ETRI develops “hierarchical AI agent”...that tackles complex errands with ease

EurekAlert!· July 10, 2026

The Electronics and Telecommunications Research Institute (ETRI) has unveiled ReAcTree, a hierarchical task-planning AI technology designed to autonomously manage complex, multi-step procedures. By breaking down long-term goals into manageable subgoals, the system significantly reduces AI hallucinations and doubles the success rate of autonomous agents compared to conventional models. This advancement is critical for the telecommunications and ICT sectors as it enables more reliable virtual agents and robots to operate efficiently with fewer computing resources.

ETRI’s new ReAcTree technology utilizes a Hierarchical Agent Tree structure, functioning similarly to a corporate organizational chart where a top-level agent assigns specific tasks to lower-level subordinates. This approach addresses a major limitation in current Large Language Models (LLMs), which often suffer from hallucinations or logical errors when performing sequential, long-horizon tasks. By dividing a complex command into distinct steps—such as finding tools, processing items, and sequential searching—ReAcTree ensures that agents do not skip critical procedures or lose track of initial instructions, a common failure in existing single-flow AI models.

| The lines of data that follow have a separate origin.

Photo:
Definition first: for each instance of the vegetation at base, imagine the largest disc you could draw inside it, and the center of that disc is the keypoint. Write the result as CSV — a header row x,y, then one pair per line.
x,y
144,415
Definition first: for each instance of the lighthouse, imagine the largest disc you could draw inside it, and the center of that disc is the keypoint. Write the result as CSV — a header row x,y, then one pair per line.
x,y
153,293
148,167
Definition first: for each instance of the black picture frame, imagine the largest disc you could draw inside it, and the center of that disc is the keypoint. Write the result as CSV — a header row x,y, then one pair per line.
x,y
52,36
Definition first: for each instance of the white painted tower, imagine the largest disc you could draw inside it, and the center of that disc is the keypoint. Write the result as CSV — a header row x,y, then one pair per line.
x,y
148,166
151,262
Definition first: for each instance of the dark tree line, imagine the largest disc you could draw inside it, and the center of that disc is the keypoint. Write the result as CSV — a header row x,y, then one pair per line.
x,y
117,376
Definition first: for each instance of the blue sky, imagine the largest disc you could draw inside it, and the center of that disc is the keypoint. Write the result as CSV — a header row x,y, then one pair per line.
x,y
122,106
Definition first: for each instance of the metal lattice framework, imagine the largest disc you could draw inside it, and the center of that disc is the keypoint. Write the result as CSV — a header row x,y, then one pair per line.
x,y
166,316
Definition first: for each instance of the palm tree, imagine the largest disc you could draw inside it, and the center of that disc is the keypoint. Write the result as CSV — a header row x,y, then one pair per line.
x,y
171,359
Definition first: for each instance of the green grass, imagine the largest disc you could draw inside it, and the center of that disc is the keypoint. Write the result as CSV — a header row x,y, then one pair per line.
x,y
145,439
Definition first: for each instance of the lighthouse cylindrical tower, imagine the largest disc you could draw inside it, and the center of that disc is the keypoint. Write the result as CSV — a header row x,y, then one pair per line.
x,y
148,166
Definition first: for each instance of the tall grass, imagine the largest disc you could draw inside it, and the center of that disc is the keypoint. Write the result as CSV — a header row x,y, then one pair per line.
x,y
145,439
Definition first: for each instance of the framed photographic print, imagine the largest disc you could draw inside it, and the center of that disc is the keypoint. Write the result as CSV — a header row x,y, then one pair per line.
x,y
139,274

To bolster execution accuracy, the researchers integrated two distinct memory systems: episodic memory and working memory. Episodic memory allows the AI to store and reuse successful past experiences, while working memory provides a shared platform for all agents to access real-time environmental data, such as the location of specific objects. This collaborative framework was validated using ETRI’s LoTA-Bench on virtual household datasets, where ReAcTree achieved a 61% task success rate. This performance is nearly double the 31% success rate recorded by the conventional ReAct method when using a 72-billion-parameter language model.

A significant implication for the ICT industry is the technology's operational efficiency; a small 7-billion-parameter model using ReAcTree outperformed a 72-billion-parameter model using traditional methods, achieving a 37% success rate. Kim Do Hyung, Director of ETRI’s Social Robotics Research Section, noted that the system’s ability to deconstruct complex procedures allows it to remain flexible in uncertain environments. Supported by Korea's Ministry of Science and ICT and the IITP, ETRI plans to further refine the technology by adding human-interaction capabilities, allowing agents to resolve uncertainties by asking questions, thereby moving closer to real-world deployment in autonomous systems.